Ayrıca, Hitit döneminde Anadolu’daki şehir tanrılarının konumunun, panteonun başları olan güneş yolcusu ve hava tanrısı ile karşılaştırıldığında sürekli olarak ikinci planda kaldığını belirtir.

Olası sonraki tasdikler

Hitit ve Luvi metinleri

Daha sonraki dönemlerde de Hitit dini ve Luvi dini ile ilgili kaynaklarda Anna’nın yer almaya devam ettiği varsayılmaktadır . Ancak, artık Kanesh ile ilişkisi yoktu. Tanrıça Ḫuwaššanna’nın çemberindeki tanrılardan biri olarak görülüyordu . Kendisiyle ilişkili bir grup ilkel tanrının ( ḫantezziuš DINGIR MEŠ ) üyesiydi ve bunlara tanrılaştırılmış deniz , Šarmamma nehri ve tanrı Zarnizza da dahildir. Bununla birlikte, bu tasdik tamamen kesin değildir, çünkü eşsesli farklı bir tanrının varlığı göz ardı edilemez.isim kastedilmektedir.

Emariote metinleri

Volkert Haas’a göre Emar’dan gelen metinlerde tasdik edilen Anna ( D An-na veya Anna , AN/ dingir işareti tekrarı olmadan ) adlı bir tanrı , Kanesh’ten bilinen Anna ile özdeş kabul edilebilir. Bu hipotez evrensel olarak kabul edilmemiştir ve başka tanımlamalar da önerilmiştir. 

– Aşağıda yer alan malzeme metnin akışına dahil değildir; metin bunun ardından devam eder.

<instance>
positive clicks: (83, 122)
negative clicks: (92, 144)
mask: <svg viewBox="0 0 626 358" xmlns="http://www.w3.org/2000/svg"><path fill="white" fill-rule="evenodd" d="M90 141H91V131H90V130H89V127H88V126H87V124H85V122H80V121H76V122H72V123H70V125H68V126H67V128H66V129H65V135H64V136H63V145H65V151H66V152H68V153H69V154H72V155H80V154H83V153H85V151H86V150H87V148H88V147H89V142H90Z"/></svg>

Daniel E. Fleming, Emariote Anna’nın erkek olduğunu ve muhtemelen Mezopotamya gök tanrısı Anu ile akraba olduğunu düşünüyor . Gary Beckman’a göre ‘nin yerel panteonla ilgili daha yeni araştırması, bu tanrının kökeni belirsizliğini koruyor.

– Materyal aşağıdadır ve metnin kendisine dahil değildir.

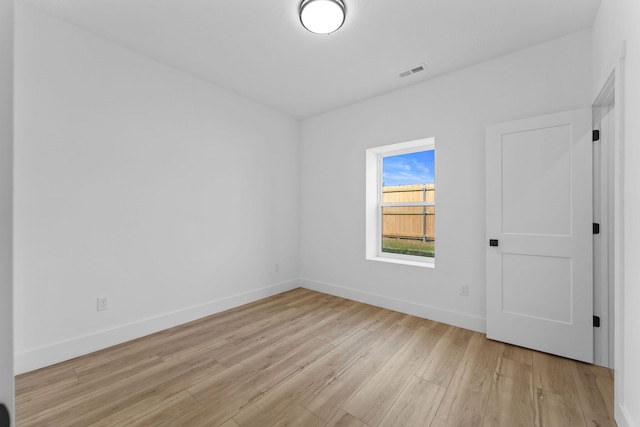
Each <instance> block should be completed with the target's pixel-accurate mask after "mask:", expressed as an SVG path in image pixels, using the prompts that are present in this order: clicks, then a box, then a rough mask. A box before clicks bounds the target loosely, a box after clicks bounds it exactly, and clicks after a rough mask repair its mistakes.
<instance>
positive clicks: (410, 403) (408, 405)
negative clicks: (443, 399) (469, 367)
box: [379, 376, 446, 427]
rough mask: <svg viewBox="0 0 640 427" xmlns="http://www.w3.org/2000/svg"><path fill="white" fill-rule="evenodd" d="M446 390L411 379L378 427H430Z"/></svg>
mask: <svg viewBox="0 0 640 427" xmlns="http://www.w3.org/2000/svg"><path fill="white" fill-rule="evenodd" d="M445 391H446V389H445V388H444V387H440V386H439V385H436V384H434V383H432V382H429V381H425V380H423V379H422V378H419V377H415V376H414V377H411V379H410V380H409V383H408V384H407V387H406V388H405V389H404V390H403V391H402V393H401V394H400V396H399V397H398V399H397V400H396V401H395V402H394V403H393V406H392V407H391V409H389V411H388V412H387V413H386V414H385V416H384V418H383V419H382V421H381V422H380V424H379V426H380V427H394V426H405V427H424V426H430V425H431V423H432V422H433V419H434V417H435V415H436V411H437V409H438V407H439V405H440V402H442V398H443V397H444V393H445Z"/></svg>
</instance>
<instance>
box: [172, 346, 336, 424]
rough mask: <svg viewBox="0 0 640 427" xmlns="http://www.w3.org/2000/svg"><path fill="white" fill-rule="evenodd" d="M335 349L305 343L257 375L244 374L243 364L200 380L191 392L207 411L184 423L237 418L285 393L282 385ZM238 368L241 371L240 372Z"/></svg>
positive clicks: (324, 346) (251, 374)
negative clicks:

Emar’da bir Anna tapınağı vardı. Bu tanrının adı, yerel takvimde ve teoforik adlarda bir ayın adıyla da tasdik edilmiştir . Ayın sonbahar ya da kış mevsimine denk geldiği tahmin edilmektedir. Ancak bu dönemde gerçekleşen kutlamalar hakkında pek bir şey bilinmiyor. 

Ayrıca herhangi birinin özellikle Anna’ya odaklandığına dair hiçbir gösterge yok. Muhtemelen Fırat Nehri kıyısındaki nehir kıyısı ile Anna arasında bir ilişki de tasdik edilmiştir.

İlgili Makaleler

Bir yanıt yazın

Göz Atın
Kapalı
Başa dön tuşu
Kapalı

Reklam Engelleyici Algılandı

Lütfen reklamların gösterimine izin veriniz. Bu siteyi ayakta tutabilmek için gereklidir. Please allow ads to be displayed. This is necessary to keep the site up and running.